Madhu Gottumukkala, Indian American interim director of the Cybersecurity and Infrastructure Security Agency (CISA) has been accused of uploading sensitive contracting documents into a public version of ChatGPT, triggering an internal cybersecurity warning.
The apparent misstep from Gottumukkala last summer, triggered multiple automated security warnings with the uploads — and a Department of Homeland Security-level damage assessment, Politico reported citing four DHS officials with knowledge of the incident. Such warnings are meant to stop the theft or unintentional disclosure of government material from federal networks.
Gottumukkala, according three of the officials cited by Politico had requested special permission from CISA’s Office of the Chief Information Officer to use the popular AI tool soon after arriving at the agency this May. The app was blocked for other DHS employees at the time.
None of the files Gottumukkala plugged into ChatGPT were classified, but the material included CISA contracting documents marked “for official use only,” a government designation for information that is considered sensitive and not for public release, according to the four DHS officials cited by Politico.
READ: Indian American Impact denounces Trump’s $100,000 fee on H-1B visas (
Cybersecurity sensors at CISA flagged the uploads this past August, said the four officials. One official specified there were multiple such warnings in the first week of August alone.
Senior officials at DHS subsequently led an internal review to assess if there had been any harm to government security from the exposures, according to two of the four officials. It is not clear what the review concluded, according to Politico.
In an emailed statement to Politico, CISA’s Director of Public Affairs Marci McCarthy said Gottumukkala “was granted permission to use ChatGPT with DHS controls in place,” and that “this use was short-term and limited.”
McCarthy added that the agency was committed to “harnessing AI and other cutting-edge technologies to drive government modernization and deliver on” President Donald Trump’s executive order removing barriers to America’s leadership in AI.
The email also appeared to dispute the timeline of P0litico’s reporting: “Acting Director Dr. Madhu Gottumukkala last used ChatGPT in mid-July 2025 under an authorized temporary exception granted to some employees. CISA’s security posture remains to block access to ChatGPT by default unless granted an exception.”

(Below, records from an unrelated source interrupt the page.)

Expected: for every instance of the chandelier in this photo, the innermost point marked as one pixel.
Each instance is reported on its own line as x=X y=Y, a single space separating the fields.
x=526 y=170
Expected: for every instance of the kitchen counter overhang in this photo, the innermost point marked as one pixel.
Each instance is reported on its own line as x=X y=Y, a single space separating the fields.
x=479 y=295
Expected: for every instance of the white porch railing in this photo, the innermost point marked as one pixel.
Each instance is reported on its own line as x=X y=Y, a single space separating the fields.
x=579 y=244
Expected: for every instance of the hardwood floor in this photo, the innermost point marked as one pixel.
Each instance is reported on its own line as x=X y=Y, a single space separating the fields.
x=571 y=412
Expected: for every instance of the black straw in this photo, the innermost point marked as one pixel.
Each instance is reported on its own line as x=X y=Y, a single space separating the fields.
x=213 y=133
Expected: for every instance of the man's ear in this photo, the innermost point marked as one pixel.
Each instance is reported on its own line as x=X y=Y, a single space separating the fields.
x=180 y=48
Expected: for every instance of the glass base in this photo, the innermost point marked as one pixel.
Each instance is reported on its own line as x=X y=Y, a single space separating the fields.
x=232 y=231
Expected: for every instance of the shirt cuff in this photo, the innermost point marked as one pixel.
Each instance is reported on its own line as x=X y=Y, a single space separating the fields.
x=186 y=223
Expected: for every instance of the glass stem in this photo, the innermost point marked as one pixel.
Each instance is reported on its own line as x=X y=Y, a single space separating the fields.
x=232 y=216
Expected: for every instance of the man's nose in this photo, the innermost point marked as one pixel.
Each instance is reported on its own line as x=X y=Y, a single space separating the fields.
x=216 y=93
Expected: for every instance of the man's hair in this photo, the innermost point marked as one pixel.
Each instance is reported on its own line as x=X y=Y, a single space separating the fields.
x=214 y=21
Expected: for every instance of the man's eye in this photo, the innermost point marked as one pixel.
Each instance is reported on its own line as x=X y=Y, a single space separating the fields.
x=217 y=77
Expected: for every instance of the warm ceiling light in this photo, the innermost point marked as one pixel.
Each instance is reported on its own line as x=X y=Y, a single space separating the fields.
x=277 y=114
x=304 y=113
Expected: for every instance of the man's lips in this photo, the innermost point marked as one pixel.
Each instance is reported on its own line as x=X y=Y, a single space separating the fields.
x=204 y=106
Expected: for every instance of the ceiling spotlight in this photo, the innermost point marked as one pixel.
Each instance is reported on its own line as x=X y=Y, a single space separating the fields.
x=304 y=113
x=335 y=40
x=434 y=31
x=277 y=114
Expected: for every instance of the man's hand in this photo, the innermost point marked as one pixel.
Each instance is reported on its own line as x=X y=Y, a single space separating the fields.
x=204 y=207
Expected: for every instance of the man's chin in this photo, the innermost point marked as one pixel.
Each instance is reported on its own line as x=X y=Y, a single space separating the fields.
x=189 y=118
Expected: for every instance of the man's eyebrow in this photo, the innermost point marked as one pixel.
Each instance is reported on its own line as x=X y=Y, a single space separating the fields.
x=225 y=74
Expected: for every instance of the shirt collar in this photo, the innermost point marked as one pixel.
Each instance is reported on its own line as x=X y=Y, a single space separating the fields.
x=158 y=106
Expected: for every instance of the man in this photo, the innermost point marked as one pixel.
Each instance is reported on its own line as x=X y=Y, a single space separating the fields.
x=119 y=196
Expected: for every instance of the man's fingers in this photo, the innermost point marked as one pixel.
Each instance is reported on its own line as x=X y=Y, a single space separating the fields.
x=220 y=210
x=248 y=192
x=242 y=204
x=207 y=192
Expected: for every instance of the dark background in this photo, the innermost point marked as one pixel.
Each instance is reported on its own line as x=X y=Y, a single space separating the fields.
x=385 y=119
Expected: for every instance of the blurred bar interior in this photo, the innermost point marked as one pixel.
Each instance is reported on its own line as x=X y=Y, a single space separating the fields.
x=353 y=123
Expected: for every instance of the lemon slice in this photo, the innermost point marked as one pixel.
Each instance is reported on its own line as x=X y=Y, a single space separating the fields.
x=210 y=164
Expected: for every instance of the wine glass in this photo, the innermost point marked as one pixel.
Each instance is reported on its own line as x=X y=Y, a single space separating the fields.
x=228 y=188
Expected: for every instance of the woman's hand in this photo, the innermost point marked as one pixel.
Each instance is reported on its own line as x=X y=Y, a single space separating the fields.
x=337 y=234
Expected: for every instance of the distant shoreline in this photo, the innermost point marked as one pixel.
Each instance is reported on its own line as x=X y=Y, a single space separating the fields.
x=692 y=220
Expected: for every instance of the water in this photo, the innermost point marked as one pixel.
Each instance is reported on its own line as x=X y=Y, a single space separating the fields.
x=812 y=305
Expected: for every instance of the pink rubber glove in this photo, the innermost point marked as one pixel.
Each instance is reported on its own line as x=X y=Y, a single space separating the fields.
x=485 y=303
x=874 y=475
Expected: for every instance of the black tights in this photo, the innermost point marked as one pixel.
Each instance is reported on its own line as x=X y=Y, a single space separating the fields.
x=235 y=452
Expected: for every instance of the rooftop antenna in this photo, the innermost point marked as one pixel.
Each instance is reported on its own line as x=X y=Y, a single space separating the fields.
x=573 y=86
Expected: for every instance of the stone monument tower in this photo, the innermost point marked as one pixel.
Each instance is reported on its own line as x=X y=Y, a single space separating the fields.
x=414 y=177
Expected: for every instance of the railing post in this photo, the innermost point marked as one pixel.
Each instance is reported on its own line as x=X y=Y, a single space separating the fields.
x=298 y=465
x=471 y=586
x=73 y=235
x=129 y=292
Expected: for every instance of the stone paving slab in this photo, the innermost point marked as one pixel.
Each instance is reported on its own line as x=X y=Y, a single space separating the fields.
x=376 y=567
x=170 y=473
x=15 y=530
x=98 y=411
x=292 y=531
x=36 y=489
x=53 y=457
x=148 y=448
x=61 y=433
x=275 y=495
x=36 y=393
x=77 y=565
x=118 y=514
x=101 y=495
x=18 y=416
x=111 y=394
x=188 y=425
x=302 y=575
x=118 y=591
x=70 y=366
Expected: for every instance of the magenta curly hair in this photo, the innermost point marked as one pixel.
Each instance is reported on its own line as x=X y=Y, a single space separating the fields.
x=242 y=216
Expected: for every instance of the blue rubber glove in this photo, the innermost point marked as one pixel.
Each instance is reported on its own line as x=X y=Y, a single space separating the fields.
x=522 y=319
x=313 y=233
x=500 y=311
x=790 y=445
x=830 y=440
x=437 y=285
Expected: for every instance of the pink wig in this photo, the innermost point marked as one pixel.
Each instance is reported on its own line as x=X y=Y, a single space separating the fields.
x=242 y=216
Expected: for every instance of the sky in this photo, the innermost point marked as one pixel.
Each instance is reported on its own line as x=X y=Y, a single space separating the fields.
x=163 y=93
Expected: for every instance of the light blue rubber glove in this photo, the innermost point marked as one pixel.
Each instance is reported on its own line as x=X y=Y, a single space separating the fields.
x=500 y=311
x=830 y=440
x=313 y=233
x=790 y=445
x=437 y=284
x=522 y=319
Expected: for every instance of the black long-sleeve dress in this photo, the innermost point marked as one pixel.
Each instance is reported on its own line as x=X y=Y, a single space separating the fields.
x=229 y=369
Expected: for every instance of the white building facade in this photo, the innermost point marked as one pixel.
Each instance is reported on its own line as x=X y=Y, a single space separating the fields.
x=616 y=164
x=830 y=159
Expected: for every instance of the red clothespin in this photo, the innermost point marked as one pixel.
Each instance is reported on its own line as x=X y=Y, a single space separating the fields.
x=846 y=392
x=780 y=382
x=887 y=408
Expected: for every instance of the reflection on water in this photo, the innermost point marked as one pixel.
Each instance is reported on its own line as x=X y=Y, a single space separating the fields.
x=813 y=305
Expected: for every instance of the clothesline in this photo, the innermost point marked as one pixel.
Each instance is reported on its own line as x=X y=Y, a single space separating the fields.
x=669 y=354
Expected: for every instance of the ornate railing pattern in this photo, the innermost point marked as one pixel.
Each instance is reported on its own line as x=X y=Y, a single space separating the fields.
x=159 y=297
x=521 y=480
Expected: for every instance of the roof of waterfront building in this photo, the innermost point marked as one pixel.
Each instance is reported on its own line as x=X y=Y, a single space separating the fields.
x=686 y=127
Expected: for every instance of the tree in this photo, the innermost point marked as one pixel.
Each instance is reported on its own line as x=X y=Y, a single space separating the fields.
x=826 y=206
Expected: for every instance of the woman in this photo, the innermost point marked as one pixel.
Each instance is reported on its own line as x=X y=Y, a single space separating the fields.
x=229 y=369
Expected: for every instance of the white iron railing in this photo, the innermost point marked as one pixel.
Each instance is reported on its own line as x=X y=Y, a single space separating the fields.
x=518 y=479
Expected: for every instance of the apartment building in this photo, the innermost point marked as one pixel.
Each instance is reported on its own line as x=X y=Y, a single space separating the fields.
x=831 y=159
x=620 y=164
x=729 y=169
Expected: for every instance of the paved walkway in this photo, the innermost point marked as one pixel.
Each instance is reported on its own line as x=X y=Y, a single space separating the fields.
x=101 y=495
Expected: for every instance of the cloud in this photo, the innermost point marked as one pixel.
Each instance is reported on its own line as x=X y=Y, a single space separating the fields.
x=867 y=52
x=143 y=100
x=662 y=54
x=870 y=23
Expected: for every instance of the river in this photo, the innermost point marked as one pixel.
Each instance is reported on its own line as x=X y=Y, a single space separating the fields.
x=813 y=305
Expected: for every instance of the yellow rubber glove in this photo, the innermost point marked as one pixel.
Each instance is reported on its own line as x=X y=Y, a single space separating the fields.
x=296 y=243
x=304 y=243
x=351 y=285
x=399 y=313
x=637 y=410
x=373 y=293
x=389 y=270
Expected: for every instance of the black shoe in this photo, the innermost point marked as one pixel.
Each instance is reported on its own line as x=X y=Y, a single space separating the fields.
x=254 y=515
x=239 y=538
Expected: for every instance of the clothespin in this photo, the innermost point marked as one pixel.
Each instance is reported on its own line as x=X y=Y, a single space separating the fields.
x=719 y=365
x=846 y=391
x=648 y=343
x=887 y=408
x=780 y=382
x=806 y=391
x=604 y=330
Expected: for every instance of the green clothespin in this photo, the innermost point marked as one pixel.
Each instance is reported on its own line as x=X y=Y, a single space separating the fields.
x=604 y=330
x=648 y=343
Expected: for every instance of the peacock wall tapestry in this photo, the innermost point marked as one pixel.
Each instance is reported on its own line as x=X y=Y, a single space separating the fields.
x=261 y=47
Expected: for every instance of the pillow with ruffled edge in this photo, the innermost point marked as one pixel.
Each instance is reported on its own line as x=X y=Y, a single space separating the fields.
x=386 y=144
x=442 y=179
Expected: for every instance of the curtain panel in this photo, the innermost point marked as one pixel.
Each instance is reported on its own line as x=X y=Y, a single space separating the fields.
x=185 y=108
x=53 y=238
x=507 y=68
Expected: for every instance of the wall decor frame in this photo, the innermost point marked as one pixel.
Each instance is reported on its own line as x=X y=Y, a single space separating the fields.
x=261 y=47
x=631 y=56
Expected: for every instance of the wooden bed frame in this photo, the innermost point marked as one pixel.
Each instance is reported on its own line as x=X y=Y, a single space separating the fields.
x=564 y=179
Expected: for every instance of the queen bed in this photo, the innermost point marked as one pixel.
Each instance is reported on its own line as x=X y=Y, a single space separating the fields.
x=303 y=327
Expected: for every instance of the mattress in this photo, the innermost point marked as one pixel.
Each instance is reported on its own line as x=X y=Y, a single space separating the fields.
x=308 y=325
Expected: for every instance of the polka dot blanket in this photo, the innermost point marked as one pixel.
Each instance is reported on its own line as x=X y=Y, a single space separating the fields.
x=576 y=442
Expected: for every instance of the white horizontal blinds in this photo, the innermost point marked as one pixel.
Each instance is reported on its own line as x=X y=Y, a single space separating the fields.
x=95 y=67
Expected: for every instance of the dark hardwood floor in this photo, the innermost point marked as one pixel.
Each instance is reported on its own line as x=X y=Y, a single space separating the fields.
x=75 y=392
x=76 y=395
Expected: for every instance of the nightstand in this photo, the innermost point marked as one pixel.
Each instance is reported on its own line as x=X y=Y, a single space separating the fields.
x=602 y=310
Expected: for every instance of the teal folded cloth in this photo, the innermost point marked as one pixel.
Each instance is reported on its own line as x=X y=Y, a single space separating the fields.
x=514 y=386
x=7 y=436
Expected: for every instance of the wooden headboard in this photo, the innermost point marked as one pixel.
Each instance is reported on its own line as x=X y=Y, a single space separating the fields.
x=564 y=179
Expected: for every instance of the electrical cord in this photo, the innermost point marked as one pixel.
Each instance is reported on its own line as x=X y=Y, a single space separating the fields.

Gottumukkala is currently the senior-most political official at CISA, an agency tasked with securing federal networks against sophisticated, state-backed hackers from adversarial nations, including Russia and China.
Gottumukkala “forced CISA’s hand into making them give him ChatGPT, and then he abused it,”said one official cited by Politico. After DHS detected the activity, Gottumukkala spoke with senior officials at DHS to review what he uploaded into ChatGPT, said two of the four officials.
READ: How Indian Americans should respond to a shifting political climate (
Gottumukkala also had meetings this August with CISA’s chief information officer, Robert Costello, and its chief counsel, Spencer Fisher, about the incident and the proper handling of for official use only material, Politico cited the four officials as saying.
Gottumukkala’s tenure atop the agency has not been smooth — and this would not be his first security-related incident, Politico noted.
At least six career staff were placed on leave this summer after Gottumukkala failed a counterintelligence polygraph exam that he pushed to take, according to Politico.
DHS has called the polygraph “unsanctioned.” Asked during Congressional testimony last week if he was “aware” of the failed test, Gottumukkala twice told Rep. Bennie Thompson (D-Miss.) that he did not “accept the premise of that characterization.”
Prior to his appointment as the CISA Deputy Director, Dr. Gottumukkala served as Commissioner and Chief Information Officer for South Dakota’s Bureau of Information and Technology, overseeing statewide technology and cybersecurity initiatives.
Gottumukkala holds a PhD in Information Systems from Dakota State University, an MBA in Engineering and Technology Management from the University of Dallas, an M.S. in Computer Science from the University of Texas at Arlington, and a BE in Electronics and Communication Engineering from Andhra University.